I have the following dataframe
date sales cat
29/4/2022 2 a
30/4/2022 5 a
30/4/2022 1 b
1/5/2022 1 a
1/5/2022 8 b
1/5/2022 4 c
1/6/2022 7 a
1/6/2022 9 b
1/6/2022 5 c
I want to calculate the daily mean and the monthly mean of sales for each cat
.
The end dataframe should look like this
date sales cat daily_avg monthly_avg
29/4/2022 2 a 2 2
30/4/2022 5 a 3.5 7
30/4/2022 1 b 1 1
1/5/2022 1 a 2.67 4
1/5/2022 8 b 4.5 4.5
1/5/2022 4 c 4 4
1/6/2022 7 a 0.45 5
1/6/2022 9 b 0.56 6
1/6/2022 5 c 0.29 4.5
How can I implement this?
CodePudding user response:
USE-
#Monthly Average
df['monthly_avg'] = df.groupby(pd.PeriodIndex(df['date'], freq="M"))['Value'].mean()
#Daily Average
df['daily_avg'] = df.groupby(pd.PeriodIndex(df['date'], freq="D"))['Value'].mean()
This is untested code,always share reproducible code for test datasets.
Ref link- Get monthly average in pandas
CodePudding user response:
You should use pandas expanding
windowing operations: https://pandas.pydata.org/docs/user_guide/window.html
Btw your monthly average is not right (for example April should be 7/2 for cat a and 1/1 for cat b).
Something like this would count daily average:
df.groupBy(['date', 'cat']).expanding().avg()
For monthly create column containing just month and year and do similar thing.

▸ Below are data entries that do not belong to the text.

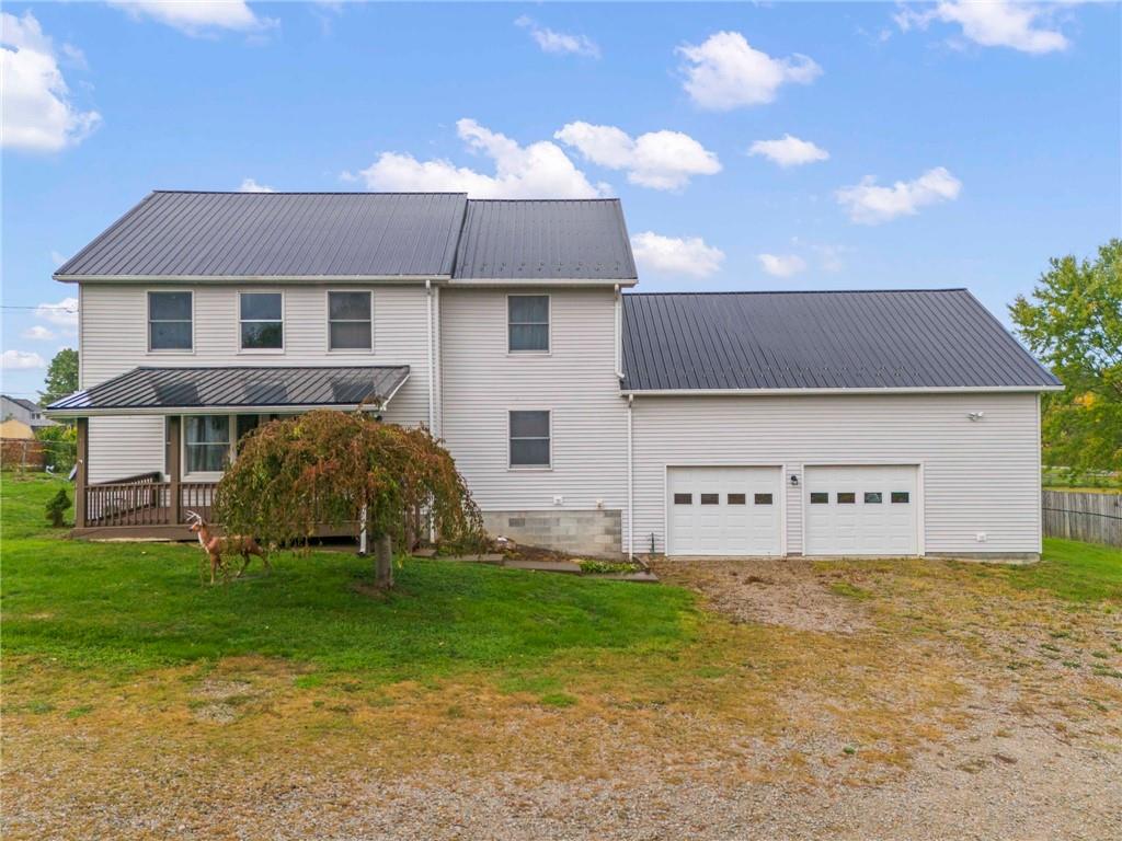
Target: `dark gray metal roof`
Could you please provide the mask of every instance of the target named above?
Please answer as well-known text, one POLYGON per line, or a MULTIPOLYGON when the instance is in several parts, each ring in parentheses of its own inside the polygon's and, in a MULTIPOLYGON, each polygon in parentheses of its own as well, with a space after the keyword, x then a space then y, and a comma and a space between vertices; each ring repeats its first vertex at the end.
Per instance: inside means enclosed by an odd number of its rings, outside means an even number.
POLYGON ((150 193, 67 260, 76 277, 449 276, 462 193, 150 193))
POLYGON ((619 200, 470 201, 454 277, 634 280, 619 200))
POLYGON ((347 368, 134 368, 47 407, 52 413, 116 409, 255 408, 384 404, 408 366, 347 368))
POLYGON ((150 193, 59 280, 368 278, 633 280, 618 200, 463 193, 150 193))
POLYGON ((628 294, 625 390, 1059 385, 966 289, 628 294))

CodePudding user response:
import pandas as pd
import numpy as np
rng = pd.date_range('29/4/2022 ', periods=9, freq='D')
sales = [2, 5, 1, 1, 8, 4, 7, 9, 5]
cat = ["a", "a", "b", "a", "b", "c", "a", "b", "c"]

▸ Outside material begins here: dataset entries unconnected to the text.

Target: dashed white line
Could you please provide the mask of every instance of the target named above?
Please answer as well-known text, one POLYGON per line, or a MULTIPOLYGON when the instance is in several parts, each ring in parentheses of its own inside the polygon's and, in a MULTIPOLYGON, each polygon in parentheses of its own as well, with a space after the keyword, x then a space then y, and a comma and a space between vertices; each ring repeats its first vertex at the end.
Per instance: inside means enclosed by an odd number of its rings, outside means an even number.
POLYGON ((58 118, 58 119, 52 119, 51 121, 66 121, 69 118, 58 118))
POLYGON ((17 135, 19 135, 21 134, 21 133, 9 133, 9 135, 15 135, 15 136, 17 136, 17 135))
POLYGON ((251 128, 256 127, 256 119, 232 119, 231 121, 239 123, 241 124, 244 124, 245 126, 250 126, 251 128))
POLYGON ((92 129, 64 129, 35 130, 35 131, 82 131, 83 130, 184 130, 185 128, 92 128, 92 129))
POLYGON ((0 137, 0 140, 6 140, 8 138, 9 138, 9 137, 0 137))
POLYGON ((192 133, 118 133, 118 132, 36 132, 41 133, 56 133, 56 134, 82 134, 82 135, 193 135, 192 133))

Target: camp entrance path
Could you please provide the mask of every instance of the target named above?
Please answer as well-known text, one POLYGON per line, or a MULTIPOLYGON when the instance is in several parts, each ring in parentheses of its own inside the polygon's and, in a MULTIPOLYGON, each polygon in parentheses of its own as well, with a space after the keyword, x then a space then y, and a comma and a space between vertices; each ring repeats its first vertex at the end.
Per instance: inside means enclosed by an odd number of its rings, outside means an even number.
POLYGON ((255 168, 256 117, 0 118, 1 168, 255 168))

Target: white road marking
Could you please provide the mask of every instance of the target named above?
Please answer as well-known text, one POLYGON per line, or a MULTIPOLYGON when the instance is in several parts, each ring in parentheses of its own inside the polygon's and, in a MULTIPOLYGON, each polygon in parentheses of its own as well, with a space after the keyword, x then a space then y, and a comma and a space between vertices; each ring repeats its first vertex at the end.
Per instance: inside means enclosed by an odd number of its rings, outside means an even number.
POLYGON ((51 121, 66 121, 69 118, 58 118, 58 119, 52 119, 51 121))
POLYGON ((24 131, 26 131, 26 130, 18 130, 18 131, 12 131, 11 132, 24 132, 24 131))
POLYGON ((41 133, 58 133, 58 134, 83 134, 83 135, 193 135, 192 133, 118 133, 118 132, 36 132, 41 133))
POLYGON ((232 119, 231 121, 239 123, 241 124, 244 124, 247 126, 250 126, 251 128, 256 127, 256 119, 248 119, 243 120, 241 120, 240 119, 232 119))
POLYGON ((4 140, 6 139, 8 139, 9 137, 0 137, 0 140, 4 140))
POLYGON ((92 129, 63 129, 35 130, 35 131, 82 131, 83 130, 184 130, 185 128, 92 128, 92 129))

df = pd.DataFrame({'Date': rng, 'sales': sales, 'cat': cat})
df['day'] = df['Date'].dt.to_period('D').astype(str)
df['cat'].astype(str)
df['month'] = df['Date'].dt.to_period('M').astype(str)
df['cat'].astype(str)
pivot_D = df.pivot_table(index='day', aggfunc={'sales': np.average})
pivot_D = pd.DataFrame(pivot_D)
pivot_M = df.pivot_table(index='month', aggfunc={'sales': np.average})
pivot_M = pd.DataFrame(pivot_M)
pivot_D_df_v = pd.merge(df, pivot_D, on='day', how='left')
pivot_D_df_v = pd.DataFrame(pivot_D_df_v)
pivot_D_df_v = pd.merge(pivot_D_df_v, pivot_M, on='month', how='left')
pivot_D_df_v = pd.DataFrame(pivot_D_df_v)
pivot_D_df_v.columns = pivot_D_df_v.columns.str.replace('sales_y', 'daily_avg')
pivot_D_df_v.columns = pivot_D_df_v.columns.str.replace('sales_x', 'sale')
pivot_D_df_v.columns = pivot_D_df_v.columns.str.replace('sales', 'monthly_avg')
pivot_D_df_v.drop(['day', 'month'], axis=1, inplace=True)
print(pivot_D_df_v)
- Create an helper column for days and months.
- Pivot the created columns.
- Combine, merge with the main base.
- Renaming columns (automatically assigned in the process)
- Delete the helper columns.